Despite its shortcomings, the Methodist orphanage was a good place in which to grow up, given the alternatives, and a valuable incubator for adulthood and citizenship. It was strict and by necessity impersonal. But it was not darkly Dickensian, for in our playtime, after we adjusted, we happily climbed trees, swam the creeks naked, invented games, jerry-built toys, played sports, foraged nearby woods for wild plums and hickory nuts, shot rocks with homemade slingshots and made playful contests out of work. We walked with fierce pride and believed ourselves to be superior to the “town” boys.

Into adult life we carried from the orphanage many invaluable tools and lessons. We learned honesty, loyalty, self-discipline, self-sufficiency.

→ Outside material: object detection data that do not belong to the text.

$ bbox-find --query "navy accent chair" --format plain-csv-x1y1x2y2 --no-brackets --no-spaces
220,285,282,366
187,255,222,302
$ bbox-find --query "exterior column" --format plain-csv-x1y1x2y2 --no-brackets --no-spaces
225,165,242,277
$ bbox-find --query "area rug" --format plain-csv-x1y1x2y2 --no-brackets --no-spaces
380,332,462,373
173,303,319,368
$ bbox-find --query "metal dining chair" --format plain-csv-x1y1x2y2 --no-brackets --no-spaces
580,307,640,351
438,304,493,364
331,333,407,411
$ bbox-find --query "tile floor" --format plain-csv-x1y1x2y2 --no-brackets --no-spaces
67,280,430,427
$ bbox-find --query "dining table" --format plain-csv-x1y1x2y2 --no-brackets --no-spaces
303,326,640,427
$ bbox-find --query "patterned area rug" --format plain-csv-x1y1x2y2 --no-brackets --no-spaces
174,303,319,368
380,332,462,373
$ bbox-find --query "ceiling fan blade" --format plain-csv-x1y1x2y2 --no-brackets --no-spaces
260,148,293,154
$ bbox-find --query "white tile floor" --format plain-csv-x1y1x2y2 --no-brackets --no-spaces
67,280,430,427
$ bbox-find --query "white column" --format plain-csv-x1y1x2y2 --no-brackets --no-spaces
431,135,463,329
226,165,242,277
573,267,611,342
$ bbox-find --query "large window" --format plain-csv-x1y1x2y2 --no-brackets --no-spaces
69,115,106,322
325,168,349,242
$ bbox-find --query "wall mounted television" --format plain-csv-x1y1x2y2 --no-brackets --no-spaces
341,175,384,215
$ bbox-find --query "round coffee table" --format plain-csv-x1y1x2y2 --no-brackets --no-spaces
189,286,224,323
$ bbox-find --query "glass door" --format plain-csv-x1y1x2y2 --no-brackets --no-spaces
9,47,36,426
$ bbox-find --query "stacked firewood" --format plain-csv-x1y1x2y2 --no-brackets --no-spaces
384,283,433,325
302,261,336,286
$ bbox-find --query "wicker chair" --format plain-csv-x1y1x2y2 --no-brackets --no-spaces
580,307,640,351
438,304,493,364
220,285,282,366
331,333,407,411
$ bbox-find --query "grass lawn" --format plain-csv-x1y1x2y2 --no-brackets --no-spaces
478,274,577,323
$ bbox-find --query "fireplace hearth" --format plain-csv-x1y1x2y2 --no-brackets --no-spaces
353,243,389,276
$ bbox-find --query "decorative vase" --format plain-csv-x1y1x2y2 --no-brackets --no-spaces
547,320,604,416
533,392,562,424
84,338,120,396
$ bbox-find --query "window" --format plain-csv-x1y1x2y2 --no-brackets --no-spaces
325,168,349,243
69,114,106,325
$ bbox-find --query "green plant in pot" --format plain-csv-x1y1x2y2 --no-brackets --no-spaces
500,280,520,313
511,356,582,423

We learned to take pride in working hard and doing well even the most menial jobs. We learned to keep our word. We learned fair play and how to work with others. We learned respect for our elders and for rules. We learned good manners, tolerance and generosity. We learned to take our medicine when we did wrong.

The results speak for themselves: of the 2,700 children who came and stayed during the eight decades that the orphanage existed as I knew it, only one, so far as I heard, went to prison. There was not a single unwed teenage mother. Though there is no official data, I know firsthand that the divorce rate is extremely low, as are alcoholism and addiction and joblessness.

The old orphanage as I knew it is no more. The farm has been sold, the campus buildings razed and replaced with condos. Instead, there is The Methodist Home for Children, which offers child and family treatment in community-based foster homes.

There’s an alumni reunion every Easter in a Raleigh hotel, and I go back, always with mixed memories of pleasure and pain. Like my “brothers and sisters,” I am much more grateful than not, because the orphanage gave me the home, the stability, the family and the tools for life that I could not otherwise have had.